In Pandas with Python I could use:

for item in read_csv(csv_file, header=1)

And in Spark I only have the option of true/false?

df = spark.read.format("csv").option("header", "true").load('myfile.csv')

How can I read starting from the second row in Spark? The suggested duplicate post is an outdated version of Spark.
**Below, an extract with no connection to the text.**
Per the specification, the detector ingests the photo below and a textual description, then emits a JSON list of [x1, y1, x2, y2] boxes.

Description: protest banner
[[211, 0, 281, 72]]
I am using the latest, 2.4.3.

crystyxn
  • 1,411
  • 4
  • 27
  • 59
  • 1
    Possible duplicate of [How to skip lines while reading a CSV file as a dataFrame using PySpark?](https://stackoverflow.com/questions/44077404/how-to-skip-lines-while-reading-a-csv-file-as-a-dataframe-using-pyspark) - refer to [this answer](https://stackoverflow.com/a/44080537/5858851). – pault Jul 19 '19 at 18:12

1 Answers1

1

Looks like there's no option in spark csv to specify how many lines to skip. Here are some alternatives you can try:

  1. Read with option("header", "true"), and rename the column names using withColumnRenamed.
  2. Read with option("header", "false"), and select rows from 2nd line using select.
  3. If the first character of the first line is different from all other lines, you can use comment option to skip it. For example, if the first character of line #1 is D, you set comment='D'. Just be careful, comment will skip any line that starts with D here.

Hope this helps.

niuer
  • 1,589
  • 2
  • 11
  • 14